At every iron-barred gate, Leao and Topacio stop and peer before Leao repeats his call. As we approach Gate 9, Topacio stops. She points out movements beyond the bars. Interest piqued, we all similarly stop and look. There is definitely something there, but what? We nervously reach the bars. Leao repeats his call, ‘Hola! Señor! Señor?’ Now, suddenly unsure of ourselves, we peer into the darkness. Some of us realise it is nothing more than our shadows moving, but Topacio is convinced. Gripping the bars, she shines a torch into the dark abyss. Only when we move off is she prepared to let go.


Unable to get in on our first night, we spend the interior of the next week trying. A few baffled officials and a plastic trophy-cum-thank-you-present later, we stand outside Gate 4 the following Friday. The mood is different; the couple says they have mentally prepared themselves for a big night. Leao, having called on the protection of both Pachamama and God, furiously chews coca leaves as we watch the silhouette of a caretaker limp into view. Topacio has previously filmed an introduction to the ghost hunt, in which Leao invites the camera to accompany us on our exploration.

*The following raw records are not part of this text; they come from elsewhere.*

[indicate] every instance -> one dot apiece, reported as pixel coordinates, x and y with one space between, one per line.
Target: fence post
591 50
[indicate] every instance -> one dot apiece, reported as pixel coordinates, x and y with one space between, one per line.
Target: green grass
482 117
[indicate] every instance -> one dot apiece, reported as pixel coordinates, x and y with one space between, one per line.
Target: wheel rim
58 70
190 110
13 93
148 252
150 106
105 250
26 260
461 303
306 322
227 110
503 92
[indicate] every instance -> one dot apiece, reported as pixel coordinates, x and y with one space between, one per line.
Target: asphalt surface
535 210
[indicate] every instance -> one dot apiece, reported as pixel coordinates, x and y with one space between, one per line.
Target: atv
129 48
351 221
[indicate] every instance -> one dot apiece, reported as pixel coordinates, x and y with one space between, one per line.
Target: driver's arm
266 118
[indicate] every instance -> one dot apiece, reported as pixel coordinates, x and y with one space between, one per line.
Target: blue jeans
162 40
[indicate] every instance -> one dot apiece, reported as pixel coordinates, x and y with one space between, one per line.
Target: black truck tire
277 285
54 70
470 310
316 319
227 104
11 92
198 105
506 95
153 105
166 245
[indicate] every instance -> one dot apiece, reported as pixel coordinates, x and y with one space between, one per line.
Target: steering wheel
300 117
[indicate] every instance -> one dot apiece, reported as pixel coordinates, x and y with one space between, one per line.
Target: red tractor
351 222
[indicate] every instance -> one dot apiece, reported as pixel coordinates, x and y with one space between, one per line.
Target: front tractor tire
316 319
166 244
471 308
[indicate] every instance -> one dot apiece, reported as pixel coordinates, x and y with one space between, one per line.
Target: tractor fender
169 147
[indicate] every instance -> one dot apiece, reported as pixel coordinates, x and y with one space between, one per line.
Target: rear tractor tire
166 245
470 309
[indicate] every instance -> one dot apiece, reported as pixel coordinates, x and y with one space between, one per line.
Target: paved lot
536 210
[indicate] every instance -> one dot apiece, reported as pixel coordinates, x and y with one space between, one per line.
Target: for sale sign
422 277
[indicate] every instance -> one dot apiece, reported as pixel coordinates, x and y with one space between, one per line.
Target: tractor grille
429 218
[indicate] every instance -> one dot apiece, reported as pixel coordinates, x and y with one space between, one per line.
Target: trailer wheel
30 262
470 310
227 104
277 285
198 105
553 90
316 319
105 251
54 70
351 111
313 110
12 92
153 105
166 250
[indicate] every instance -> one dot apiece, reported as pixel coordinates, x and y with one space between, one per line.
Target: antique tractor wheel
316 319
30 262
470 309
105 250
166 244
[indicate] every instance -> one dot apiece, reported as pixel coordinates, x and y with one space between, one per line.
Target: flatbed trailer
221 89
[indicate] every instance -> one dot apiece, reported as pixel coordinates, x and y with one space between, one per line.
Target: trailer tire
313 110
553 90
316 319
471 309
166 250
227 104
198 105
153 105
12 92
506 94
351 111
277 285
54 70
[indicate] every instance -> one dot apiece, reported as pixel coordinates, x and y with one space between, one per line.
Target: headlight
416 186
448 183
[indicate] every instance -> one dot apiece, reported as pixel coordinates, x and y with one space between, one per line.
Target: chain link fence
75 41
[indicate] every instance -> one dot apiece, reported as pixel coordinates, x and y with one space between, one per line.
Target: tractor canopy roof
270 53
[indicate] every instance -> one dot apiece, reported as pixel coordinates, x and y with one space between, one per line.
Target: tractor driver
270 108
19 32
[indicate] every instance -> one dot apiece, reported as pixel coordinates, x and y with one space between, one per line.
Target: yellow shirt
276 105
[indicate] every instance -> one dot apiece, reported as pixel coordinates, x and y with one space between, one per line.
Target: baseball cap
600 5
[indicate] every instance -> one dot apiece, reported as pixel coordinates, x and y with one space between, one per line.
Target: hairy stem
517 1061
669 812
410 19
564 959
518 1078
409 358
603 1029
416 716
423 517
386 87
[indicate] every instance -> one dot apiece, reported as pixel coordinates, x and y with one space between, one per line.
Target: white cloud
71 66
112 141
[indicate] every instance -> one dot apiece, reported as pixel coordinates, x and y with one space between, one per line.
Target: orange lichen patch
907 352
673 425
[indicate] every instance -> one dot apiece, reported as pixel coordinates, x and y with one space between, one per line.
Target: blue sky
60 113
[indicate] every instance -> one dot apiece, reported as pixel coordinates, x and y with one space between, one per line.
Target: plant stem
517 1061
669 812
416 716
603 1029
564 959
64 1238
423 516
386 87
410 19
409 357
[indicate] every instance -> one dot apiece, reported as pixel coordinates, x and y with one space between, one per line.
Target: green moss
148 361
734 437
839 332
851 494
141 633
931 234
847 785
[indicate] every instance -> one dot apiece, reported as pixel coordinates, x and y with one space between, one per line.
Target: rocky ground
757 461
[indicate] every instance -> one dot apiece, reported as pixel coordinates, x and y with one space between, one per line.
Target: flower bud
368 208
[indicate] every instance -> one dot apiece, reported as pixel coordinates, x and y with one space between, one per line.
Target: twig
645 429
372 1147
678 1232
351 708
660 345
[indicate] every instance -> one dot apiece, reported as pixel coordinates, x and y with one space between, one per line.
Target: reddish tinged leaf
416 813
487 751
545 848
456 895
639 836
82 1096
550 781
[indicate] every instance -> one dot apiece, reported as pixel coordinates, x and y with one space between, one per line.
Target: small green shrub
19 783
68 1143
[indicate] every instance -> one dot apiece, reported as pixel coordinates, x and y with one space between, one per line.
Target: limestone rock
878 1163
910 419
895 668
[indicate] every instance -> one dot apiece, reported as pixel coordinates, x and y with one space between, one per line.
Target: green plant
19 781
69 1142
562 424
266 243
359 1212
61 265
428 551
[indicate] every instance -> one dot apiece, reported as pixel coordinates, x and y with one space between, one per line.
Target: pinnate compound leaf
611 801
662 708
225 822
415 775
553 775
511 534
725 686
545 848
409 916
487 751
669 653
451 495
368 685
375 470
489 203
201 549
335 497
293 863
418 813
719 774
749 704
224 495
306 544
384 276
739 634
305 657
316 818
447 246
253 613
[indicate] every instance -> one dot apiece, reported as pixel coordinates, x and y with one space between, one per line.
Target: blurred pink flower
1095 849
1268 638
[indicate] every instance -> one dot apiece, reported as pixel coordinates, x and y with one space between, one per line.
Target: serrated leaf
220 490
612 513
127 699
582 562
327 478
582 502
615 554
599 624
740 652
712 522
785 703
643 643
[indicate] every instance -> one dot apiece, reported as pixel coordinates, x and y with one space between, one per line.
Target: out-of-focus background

Once inside, the guard leads us to one of the changing rooms before departing with a tired shrug. We descend to the tunnel and into semi-darkness. ‘It’s colder here,’ says Topacio, referring either to paranormal presences or atmospheric conditions 4,000m above sea level at midnight. We emerge out onto the pitch and Topacio immediately hears footsteps. She scans the empty stands with a torch, illuminating the Coca Cola signs, but nothing more.


Having set up the motion sensor and duly triggered it themselves, we embark on a lap of the stadium. We are promised a guide and meet a bleary-eyed Hector at Gate 9. He leads us back out onto the pitch and points out another stand but discredits Leao’s haunting theories. We walk through the concourses of the east stand and Leao’s EMF meter (a device that measures electro-magnetic fields and, according to ghost hunters, paranormal activity) starts to go wild. He runs ahead, searching nooks and crannies for any sign of an apparition.


"Even in the half-darkness, goose bumps are clearly visible on his arm"




As we walk back down to pitch level, Leao senses we are not alone. The EMF meter is going crazy, registering maximum readings on the arbitrary scale. Leao summons us into a circle and requests that the demons reveal themselves. The pair take photos, saying the camera might pick something up, but the supernatural seems to think it has done enough. The readings die. The rain begins. We trickle out of the stadium and leave the ghosts behind.


La Paz is an old city. It is rife with superstition and beliefs in the supernatural. We came to Estadio Hernando Siles hoping to create our own but left with little more than memories of a bleeping EMF detector and a moonlit walk through a deserted stadium.